Her gut told her it was a trap.
She fought the urge to fling
open the door and run down the stairs, outside to perceived safety. The impulse
to flee was almost irresistible. But, of course, she was safer staying put.
She rushed over to the window
and looked down on the sidewalk below. There was no one walking away from the
building in either direction. She looked across the street, searching for a
lone figure. She watched for several minutes. Couples, holding hands, on their
way to dinner. A group of college students, loud and laughing. No ninjas.
She told herself it could have
been the wind. On a gusty night like this, it could shake the door hard enough
to dislodge the bells.
She picked up the phone to call
Showalter, but her hands were still shaking from the jolt of adrenaline. She
put the phone down and paced around the office like a trapped animal.
She considered calling Connelly
and asking him to come pick her up. He’d do it, of course. Then she tossed her
head, snapping her ponytail behind her. Don’t be pathetic, she told herself,
you are not going to call your boyfriend to rescue you like some hysterical
female.
She dragged the yoga mat out
from under her desk and unrolled it. A moon salutation would slow her heart and
calm her down.
She starting from standing and
raised her arms overhead. She did a deep backbend and imagined the anxiety and
fear rolling off her arms onto the floor. Then she folded herself forward,
hands interlocked and arms outstretched in front of her as she brought her
forehead as close to the mat as she could.
Her heart slowed to a normal
rhythm. She released her hands and came up into a high lunge.

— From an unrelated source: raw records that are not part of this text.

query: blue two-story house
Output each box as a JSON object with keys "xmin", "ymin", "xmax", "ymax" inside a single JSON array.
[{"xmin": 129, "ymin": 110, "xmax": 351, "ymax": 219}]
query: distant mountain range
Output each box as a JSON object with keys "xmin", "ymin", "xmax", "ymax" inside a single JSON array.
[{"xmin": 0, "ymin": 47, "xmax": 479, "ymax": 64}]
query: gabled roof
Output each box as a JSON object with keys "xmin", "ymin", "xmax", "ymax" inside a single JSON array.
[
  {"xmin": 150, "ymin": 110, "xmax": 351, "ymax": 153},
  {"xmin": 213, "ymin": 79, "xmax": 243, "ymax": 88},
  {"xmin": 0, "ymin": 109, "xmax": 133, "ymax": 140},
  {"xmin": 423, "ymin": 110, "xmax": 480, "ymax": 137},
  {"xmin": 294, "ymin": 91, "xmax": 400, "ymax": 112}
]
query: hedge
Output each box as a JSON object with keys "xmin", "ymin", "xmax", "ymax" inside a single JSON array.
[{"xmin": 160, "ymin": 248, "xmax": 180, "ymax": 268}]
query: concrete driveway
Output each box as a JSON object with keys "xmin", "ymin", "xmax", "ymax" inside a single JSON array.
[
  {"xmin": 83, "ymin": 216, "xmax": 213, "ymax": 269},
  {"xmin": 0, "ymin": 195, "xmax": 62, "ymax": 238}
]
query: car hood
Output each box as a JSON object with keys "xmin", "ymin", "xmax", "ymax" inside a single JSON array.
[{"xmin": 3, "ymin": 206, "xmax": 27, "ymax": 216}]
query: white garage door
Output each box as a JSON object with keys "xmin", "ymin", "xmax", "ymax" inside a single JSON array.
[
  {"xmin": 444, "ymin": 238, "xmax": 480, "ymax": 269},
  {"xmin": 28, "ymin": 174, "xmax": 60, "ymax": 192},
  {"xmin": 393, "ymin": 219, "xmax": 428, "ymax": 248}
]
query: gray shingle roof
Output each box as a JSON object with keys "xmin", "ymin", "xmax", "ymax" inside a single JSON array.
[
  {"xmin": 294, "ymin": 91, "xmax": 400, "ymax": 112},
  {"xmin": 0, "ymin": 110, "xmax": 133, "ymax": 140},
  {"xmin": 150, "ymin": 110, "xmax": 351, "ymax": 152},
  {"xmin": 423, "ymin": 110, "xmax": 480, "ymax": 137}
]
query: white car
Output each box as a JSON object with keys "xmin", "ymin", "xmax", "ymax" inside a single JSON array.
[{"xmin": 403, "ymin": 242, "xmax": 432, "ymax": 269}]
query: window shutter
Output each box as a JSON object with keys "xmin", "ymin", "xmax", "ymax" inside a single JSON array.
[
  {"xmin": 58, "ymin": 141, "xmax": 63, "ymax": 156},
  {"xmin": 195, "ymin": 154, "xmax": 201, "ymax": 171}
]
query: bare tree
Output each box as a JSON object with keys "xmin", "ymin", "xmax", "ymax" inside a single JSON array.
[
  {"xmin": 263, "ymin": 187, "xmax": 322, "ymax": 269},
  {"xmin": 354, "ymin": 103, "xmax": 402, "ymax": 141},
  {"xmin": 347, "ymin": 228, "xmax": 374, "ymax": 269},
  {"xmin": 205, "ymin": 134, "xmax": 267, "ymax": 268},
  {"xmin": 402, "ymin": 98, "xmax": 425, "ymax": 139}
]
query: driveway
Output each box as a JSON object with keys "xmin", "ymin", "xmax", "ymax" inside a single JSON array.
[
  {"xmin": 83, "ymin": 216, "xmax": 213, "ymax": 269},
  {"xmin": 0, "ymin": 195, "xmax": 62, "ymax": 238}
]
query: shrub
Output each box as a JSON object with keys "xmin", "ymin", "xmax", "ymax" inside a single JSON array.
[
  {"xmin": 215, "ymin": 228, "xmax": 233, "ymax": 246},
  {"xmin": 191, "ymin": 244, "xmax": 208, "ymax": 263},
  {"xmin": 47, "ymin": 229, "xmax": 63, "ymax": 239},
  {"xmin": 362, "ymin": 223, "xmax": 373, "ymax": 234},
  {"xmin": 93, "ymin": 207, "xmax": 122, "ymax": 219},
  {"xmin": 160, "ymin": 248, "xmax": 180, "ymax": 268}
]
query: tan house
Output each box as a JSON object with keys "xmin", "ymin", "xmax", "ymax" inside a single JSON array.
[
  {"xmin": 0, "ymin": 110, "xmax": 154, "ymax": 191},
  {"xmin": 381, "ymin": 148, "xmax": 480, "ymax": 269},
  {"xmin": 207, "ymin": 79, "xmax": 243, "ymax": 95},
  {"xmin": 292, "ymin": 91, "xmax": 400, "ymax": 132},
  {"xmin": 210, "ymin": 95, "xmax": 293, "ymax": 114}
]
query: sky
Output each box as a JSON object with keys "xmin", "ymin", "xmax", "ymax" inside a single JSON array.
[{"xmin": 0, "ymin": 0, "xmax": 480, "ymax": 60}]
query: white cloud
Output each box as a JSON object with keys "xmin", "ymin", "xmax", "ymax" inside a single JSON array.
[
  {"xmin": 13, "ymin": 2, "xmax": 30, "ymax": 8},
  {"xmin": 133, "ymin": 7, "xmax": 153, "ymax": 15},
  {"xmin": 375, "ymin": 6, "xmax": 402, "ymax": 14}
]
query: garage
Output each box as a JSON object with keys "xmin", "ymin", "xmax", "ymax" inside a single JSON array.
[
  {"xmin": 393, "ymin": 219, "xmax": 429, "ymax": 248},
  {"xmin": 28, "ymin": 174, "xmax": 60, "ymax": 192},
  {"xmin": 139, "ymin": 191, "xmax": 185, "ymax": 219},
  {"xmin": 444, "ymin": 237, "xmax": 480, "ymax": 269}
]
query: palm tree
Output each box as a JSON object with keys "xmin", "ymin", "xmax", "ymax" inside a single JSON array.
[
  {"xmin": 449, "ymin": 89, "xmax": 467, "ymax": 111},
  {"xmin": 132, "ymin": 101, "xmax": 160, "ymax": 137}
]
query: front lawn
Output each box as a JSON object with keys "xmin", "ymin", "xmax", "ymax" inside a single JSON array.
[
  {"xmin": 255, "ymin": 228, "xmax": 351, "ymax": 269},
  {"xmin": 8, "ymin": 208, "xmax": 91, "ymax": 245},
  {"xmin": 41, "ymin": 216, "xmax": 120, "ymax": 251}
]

The fear had
vanished.
She worked through the rest of
the poses, finishing in the same standing mountain pose she’d started from.
She rolled up the mat and
returned it to its place under the desk, then she took a long drink of water.
She was glad she hadn’t called Connelly and blabbered about being scared.
She shut down the laptop and
stuffed it into the backpack. After she wriggled the pack onto her shoulders,
she turned out the lights and stepped out into the short hallway. She tested
the knob to make sure the door locked behind her then started down the hallway.